E-commerce as a percent of retail will probably end up jumping around 4% this year, which makes the e-commerce pie for players like Amazon and Shopify much bigger, and Shopify also made its piece of the bigger pie bigger itself and that is why the stock has been on fire. Its GMV shown in green will basically double from 2019 to 2020 and shopify will now claim around 15% of the overall e-commerce market, which is also growing.

So the point here is really just this: There is a lot of opportunity ahead for e-commerce, and for the companies that are part of the shift of commerce from offline to online — and shopify is moving a lot faster for its size than anyone else.

3. Shopify’s Business Model

Okay, so remember our little primer on GMV? Its important because its how the company makes money. You know how credit card companies charge about 2–3% as a transaction fee? They do that on a GPV — Gross Payment Volume — so it is a similar ‘take rate’ idea.

So Shopify generates revenue in two streams: 1) the $$ amount merchants pay on subscription to have a shopify plan; and 2) The add on services Shopify provides to them, which the company reports as ‘Merchant Solutions’ revenue. Merchant Solutions is made up primarily of Shopify Payments — or the payment processing it offers its merchants, not at all dissimilar to how credit card companies do it.

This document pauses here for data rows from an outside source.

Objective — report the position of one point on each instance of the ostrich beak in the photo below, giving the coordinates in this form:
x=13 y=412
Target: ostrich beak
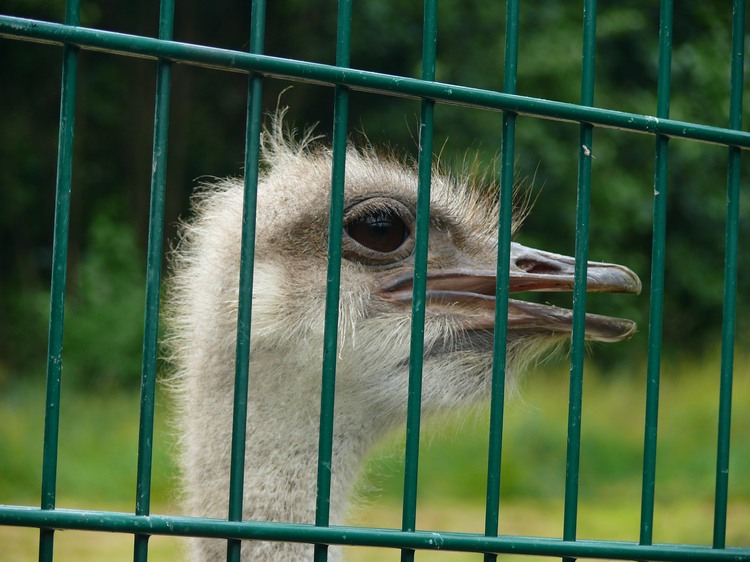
x=469 y=294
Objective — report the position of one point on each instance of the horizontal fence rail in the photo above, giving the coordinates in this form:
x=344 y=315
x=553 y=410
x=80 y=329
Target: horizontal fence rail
x=133 y=45
x=387 y=538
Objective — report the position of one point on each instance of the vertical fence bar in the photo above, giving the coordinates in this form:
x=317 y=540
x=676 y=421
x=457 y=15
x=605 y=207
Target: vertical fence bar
x=579 y=291
x=730 y=277
x=58 y=281
x=416 y=351
x=494 y=458
x=153 y=282
x=661 y=184
x=253 y=122
x=335 y=228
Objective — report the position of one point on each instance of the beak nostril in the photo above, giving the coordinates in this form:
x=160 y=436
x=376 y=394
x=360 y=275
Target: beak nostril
x=534 y=266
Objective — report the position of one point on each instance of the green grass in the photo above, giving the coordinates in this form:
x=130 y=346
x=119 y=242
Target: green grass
x=98 y=444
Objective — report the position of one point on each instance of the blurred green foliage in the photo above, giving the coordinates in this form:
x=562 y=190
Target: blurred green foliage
x=113 y=146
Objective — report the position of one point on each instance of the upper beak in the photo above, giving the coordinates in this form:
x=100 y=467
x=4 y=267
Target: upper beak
x=471 y=293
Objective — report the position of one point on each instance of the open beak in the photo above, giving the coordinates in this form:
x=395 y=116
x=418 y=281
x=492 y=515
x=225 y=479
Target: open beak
x=470 y=294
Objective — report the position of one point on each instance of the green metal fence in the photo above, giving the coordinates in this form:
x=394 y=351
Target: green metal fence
x=260 y=68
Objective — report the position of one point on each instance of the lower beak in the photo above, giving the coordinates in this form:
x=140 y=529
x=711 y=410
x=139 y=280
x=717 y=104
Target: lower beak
x=469 y=294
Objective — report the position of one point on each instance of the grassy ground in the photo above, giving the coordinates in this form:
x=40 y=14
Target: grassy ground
x=98 y=439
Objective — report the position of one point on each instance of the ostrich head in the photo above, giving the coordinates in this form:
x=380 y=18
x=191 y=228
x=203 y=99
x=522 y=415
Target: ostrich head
x=374 y=324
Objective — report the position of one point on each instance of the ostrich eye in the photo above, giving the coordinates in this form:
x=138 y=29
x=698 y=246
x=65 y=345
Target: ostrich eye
x=382 y=231
x=378 y=231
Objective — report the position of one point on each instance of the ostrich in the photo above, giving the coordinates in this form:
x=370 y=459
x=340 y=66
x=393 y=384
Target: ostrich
x=374 y=327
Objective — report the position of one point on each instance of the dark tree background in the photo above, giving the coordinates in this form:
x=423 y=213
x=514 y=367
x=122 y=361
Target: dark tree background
x=112 y=155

Additionally, as a merchant you can take advantage of lots of other things Shopify offers to help you grow your business. This could include shipping labels, getting a loan from Shopify capital, and more. Here is a picture of how Shopify made its revenue in 2019:

So let’s talk about a take rate. Which this isn’t really how they run their business but it’s a good way to think about it as an investor. Note: Subscription solutions revenue is nice to have, but merchant solutions is the important one. Why? Because there is more upside. You can only have so many merchants paying you until you have to start monetizing the merchant’s GMV.

In the picture above we see $935.9M revenue for merchant solutions — we already said shopify 2019 GMV was around $50B in the U.S. and they have $61B total.

So divide $935.9M by $61B and you get about 1.53% for a take rate for 2019. Here is a chart of the Company’s GMV and take rate over time, and consequentially to the right its revenue growth. Note forward estimates are per consensus estimates at the time of writing.

For a company at this scale to be growing GMV and Revenue at these rates is pretty crazy. Big things aren’t supposed to move fast.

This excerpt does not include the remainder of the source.